平成飾った大瀬川の人々 27日まで企画展 新聞に掲載、152人紹介【花巻】

平成の31年間に新聞に掲載された出来事と人物を紹介している「平成の大瀬川」企画展

 大瀬川活性化会議(熊谷秀夫会長)主催の企画展「新聞で綴(つづ)る平成の大瀬川」は、花巻市石鳥谷町の大瀬川振興センターで開かれている。新聞に掲載された大瀬川地区の152人の記事を取り上げ、平成の約31年間に起こった出来事を振り返っている。27日まで。

 平成が始まった1989年1月から2019年4月までの約31年間に新聞に取り上げられた大瀬川の記事を多くの人に見てもらおうと、大瀬川歴史クラブの菅原得之代表(77)が企画。同センターの会議室には、岩手日日新聞社などの県内地方紙をはじめ全国紙に掲載された大瀬川の人物をメインにして各社から承諾を受けて複写したA3判の記事152点が並ぶ。

 掲載された紙面は、菅原代表が31年分の手帳1冊ずつに書き留めていた大瀬川の主な出来事や新聞記者から受けた取材日を確認しながら集めた。ただ掲載日が手帳に書かれていないため、県立図書館などに足を運んで各紙を調べ、全部で530点の記事を収集している。毎年開催する行事や内容が重複しているものを省き、人名が掲載されている記事に絞った。
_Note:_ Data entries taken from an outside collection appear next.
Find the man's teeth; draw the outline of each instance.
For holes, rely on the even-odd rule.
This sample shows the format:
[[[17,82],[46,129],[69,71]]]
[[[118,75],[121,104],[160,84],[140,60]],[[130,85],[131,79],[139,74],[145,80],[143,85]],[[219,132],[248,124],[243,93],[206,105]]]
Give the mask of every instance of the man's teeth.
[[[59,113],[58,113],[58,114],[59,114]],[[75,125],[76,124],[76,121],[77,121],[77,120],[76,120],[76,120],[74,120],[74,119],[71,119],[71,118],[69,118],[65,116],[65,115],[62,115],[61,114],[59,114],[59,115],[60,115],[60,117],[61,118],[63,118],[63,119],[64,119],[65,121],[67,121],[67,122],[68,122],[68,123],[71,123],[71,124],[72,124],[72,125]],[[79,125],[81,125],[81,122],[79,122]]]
 紹介した記事は名前と早見表を付け、見やすいように配慮。1997(平成9)年5月に石鳥谷町と紫波町で発生した大規模山林火災の記事では、山林に次々燃え移る様子を生々しく伝える住民のコメントなどが掲載された。毎年2月のたろし滝の氷柱測定では関係する人物のコメント、戦争を振り返る人、宮沢賢治作品の研究者、100歳を迎えた人の喜ぶ様子、Jリーガーなど大瀬川に縁故のある人物なども紹介した。

 152人以外の記事もファイルに綴り鑑賞もできる。

 同センターには住民らが記事に目を通し、平成を振り返っている。

 畜解剖学の先駆者・大澤竹次郎の偉業を顕彰する事業が行われた2000(平成12)年に、大瀬川の生誕の地に案内板が建てられ、その除幕式で事務局を務めた板垣昭栄さん(73)は「来賓らの出席者を案内するのに緊張したのを覚えている。19年前の出来事だが、記事を見ると当時の様子が思い出される」と回顧した。

 菅原代表は「残しておいた手帳のありがたみが身に染みる。思い起こせば大瀬川にもいろいろな出来事があり、普段は新聞紙を捨ててしまうが、保存しておくことも役割があると感じた。何よりも企画展を見てくれる人がいるので苦労が報われる」と話している。